I  started this poll , so the results to help me , and all the others who cares about that subject.


----------



## Silverel (Jan 21, 2009)

I see no poll o.o

Thermattach has some really nice stuff.







Strong stuff!


----------



## erocker (Jan 21, 2009)

I voted 3M becuase from what I've used it works the best in sticking and performance plus you can buy a lot of it at a good price.  I've never used Thermmattatch, but after reading up on it and seeing that pic I'm going to give it a try.


----------



## kiriakost (Jan 21, 2009)

I did a quick search about Thermattach , its not widely available.


----------



## Silverel (Jan 21, 2009)

http://www.google.com/products?q=thermattach&scoring=p

Yar?

Ah, Greece... Yeah, international shipping is a lil expensive I suppose. o.o


----------



## nafets (Jan 21, 2009)

I've been using Sekisui 5760 for years now and it's never failed me. It's reasonably priced and fairly easy to find in large quantities. There's a reason Thermalright uses it on many of it's memory and VRM heatsinks, that are supplied with it's VGA coolers.

More importantly though, is that you can have the best thermal tape in the world but if you don't properly clean off both the application surface and the heatsink, your results will always be less than satisfactory....


----------



## PVTCaboose1337 (Jan 21, 2009)

The Sekisui 5760 is one of the two tapes I have used.  It is available at the Fry's near me.  It has lasted on my 7900gt holding on ramsinks.


----------



## Zanga (Jan 21, 2009)

In the past i have used Sekisui with great success. I still have two ATi Radeon 9250 with memory heatsinks on them, i wanted to removed one of them and almost broke the PCB . Also a lot of past systems that i had where using sekisui fixed senors and it was ok. To ensure a tight fit, after applying the heatsink, warm up the component press them again, let it cool. Done


----------



## kiriakost (Jan 21, 2009)

Zanga said:


> ITo ensure a tight fit, after applying the heatsink, warm up the component press them again, let it cool. Done



  True , the adhesive acrylic tapes , gets full strength by getting warm. 

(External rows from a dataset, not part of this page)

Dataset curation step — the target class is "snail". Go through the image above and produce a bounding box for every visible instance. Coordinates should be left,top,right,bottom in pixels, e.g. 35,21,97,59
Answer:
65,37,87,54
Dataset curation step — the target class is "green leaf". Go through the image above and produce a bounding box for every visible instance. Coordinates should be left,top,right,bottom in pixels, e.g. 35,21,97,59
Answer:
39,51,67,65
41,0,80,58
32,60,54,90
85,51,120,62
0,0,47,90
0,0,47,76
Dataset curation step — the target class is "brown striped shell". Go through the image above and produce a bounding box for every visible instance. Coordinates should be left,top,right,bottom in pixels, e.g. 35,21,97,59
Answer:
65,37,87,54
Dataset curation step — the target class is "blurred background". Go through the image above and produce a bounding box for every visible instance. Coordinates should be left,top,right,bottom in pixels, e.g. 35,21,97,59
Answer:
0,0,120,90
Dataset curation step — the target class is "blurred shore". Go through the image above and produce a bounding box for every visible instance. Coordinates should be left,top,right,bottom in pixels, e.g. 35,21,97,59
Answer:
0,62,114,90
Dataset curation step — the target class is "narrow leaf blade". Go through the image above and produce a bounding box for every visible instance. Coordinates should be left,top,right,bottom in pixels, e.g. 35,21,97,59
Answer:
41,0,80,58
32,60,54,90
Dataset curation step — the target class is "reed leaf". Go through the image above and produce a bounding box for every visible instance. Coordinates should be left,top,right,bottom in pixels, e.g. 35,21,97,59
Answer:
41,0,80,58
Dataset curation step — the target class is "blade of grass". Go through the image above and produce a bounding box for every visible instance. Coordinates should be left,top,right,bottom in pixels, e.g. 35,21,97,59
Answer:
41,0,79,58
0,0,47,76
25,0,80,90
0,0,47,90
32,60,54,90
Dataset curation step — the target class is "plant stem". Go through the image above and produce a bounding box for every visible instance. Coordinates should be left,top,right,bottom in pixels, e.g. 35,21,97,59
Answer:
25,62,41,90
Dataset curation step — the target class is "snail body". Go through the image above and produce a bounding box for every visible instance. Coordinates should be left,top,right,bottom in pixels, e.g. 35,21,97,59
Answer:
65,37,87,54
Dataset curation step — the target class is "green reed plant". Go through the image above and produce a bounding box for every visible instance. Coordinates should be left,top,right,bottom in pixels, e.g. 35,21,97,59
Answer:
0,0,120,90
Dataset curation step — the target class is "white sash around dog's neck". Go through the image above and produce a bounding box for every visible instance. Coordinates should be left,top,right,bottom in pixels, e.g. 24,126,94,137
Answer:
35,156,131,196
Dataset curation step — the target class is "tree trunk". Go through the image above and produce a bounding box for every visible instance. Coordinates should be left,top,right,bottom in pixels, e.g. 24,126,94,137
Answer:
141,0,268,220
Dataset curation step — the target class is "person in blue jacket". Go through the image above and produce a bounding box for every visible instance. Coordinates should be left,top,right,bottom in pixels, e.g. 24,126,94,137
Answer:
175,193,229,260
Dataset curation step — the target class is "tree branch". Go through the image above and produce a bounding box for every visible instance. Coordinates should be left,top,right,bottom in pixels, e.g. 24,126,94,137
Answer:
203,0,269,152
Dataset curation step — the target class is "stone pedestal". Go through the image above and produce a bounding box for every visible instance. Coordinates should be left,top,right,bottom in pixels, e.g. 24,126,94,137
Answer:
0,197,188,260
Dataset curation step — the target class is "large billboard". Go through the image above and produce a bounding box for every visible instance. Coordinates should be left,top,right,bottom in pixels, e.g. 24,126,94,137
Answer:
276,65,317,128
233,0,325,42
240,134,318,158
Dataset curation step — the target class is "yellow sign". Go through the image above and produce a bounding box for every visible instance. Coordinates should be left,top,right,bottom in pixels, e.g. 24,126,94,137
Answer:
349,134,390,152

Very smart tip .  Thanks ..


----------



## kiriakost (Jan 22, 2009)

I found some thing really old , but its funny and worth to be read . 
http://www.frostytech.com/articleview.cfm?articleID=2276

Lets call it ancient thermal tapes review .  
Now ... i do know what Frag tape is ..


----------



## kiriakost (Jan 22, 2009)

Ok got the Sekisui  tape  , three stripes  1" x 8"     2.50 x 15 mm  for 5$ - 4€ shipped 

I tried to locate the 5760.pdf , but old links were dead. 
I finally manage to get it , but i need some help here ..  

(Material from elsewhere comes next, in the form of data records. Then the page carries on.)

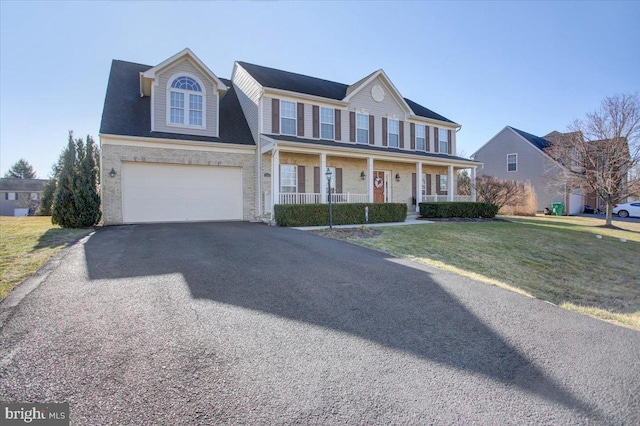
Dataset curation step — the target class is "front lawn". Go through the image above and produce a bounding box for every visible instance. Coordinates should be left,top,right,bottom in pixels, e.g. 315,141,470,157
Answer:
338,216,640,329
0,216,93,300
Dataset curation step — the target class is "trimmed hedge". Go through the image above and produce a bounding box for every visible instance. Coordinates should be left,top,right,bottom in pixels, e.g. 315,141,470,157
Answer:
420,202,498,218
274,203,407,226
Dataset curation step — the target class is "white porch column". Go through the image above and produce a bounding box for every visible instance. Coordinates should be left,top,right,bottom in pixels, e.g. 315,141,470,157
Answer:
447,166,454,201
320,152,328,204
367,157,373,203
271,148,280,208
469,167,476,202
416,162,422,212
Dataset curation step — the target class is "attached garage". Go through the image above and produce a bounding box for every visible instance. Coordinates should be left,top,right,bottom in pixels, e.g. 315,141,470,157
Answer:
121,162,243,223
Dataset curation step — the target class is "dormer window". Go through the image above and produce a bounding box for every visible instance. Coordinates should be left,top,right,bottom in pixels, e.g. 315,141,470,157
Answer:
169,76,205,128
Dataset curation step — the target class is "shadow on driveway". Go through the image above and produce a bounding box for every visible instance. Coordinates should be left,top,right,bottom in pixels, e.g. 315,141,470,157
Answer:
85,223,597,417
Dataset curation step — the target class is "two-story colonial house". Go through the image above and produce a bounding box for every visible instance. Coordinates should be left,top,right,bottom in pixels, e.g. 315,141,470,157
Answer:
100,49,480,224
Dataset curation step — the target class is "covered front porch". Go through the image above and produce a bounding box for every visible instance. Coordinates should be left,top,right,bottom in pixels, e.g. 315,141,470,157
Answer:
260,142,476,216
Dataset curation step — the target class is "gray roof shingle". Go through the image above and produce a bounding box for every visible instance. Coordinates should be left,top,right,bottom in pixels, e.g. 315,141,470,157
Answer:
509,126,550,151
238,61,455,124
100,60,255,145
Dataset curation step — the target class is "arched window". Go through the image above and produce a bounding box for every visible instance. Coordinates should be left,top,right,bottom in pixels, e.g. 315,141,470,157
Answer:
169,75,204,127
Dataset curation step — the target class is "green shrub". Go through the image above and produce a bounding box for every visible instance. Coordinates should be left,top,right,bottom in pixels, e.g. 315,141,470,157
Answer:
274,203,407,226
420,202,498,218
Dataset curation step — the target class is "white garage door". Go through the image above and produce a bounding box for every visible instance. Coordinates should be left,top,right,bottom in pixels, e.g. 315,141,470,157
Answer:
122,163,242,223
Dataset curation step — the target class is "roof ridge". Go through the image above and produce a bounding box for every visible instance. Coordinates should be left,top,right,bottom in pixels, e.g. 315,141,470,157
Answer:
236,61,349,87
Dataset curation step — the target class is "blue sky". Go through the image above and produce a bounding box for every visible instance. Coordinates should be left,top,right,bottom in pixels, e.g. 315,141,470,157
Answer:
0,1,640,178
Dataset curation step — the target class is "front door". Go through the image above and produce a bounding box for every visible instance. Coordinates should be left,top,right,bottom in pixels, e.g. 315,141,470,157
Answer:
373,171,387,203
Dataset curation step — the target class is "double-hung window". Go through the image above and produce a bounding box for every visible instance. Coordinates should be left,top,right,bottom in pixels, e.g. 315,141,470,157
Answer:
507,154,518,172
325,167,336,194
416,124,427,151
169,76,205,127
356,112,369,143
438,175,448,194
387,119,400,148
280,164,298,193
320,107,336,140
438,129,450,154
280,101,297,136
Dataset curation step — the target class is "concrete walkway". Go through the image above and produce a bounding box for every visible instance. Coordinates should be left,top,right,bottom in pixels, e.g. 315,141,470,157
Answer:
293,216,433,231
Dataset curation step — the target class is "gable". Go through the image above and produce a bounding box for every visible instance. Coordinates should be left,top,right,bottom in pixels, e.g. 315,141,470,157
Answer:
349,76,408,120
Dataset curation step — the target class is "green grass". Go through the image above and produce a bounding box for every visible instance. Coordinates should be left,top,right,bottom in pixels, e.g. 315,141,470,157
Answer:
0,216,93,300
350,216,640,329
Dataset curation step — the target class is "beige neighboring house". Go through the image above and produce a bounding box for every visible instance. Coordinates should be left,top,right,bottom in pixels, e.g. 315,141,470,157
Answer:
471,126,585,215
100,49,481,225
0,178,48,216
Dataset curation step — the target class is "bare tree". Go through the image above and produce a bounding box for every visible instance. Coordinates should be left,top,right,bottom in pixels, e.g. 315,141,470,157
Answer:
476,176,527,208
546,94,640,226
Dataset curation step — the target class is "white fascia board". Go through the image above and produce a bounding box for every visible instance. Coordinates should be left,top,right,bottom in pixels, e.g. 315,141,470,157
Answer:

http://www.sekisui-i-tape.com/pdf/5760.pdf

As electronics engineer , i have large curiosity to learn if possible, the thermal range that this tape can handle. 

There is a value of 40 Celsius in that document , but the three languages that i speak does not help me more on that document.


----------



## OnBoard (Jan 22, 2009)

What ever is below those blue zalman heatsinks. I've used them multiple times and always stick great + they are not super thin, so they mold to mosfets great.

Wish I had more of them, last ones currently cooling my mobo mosfets.


----------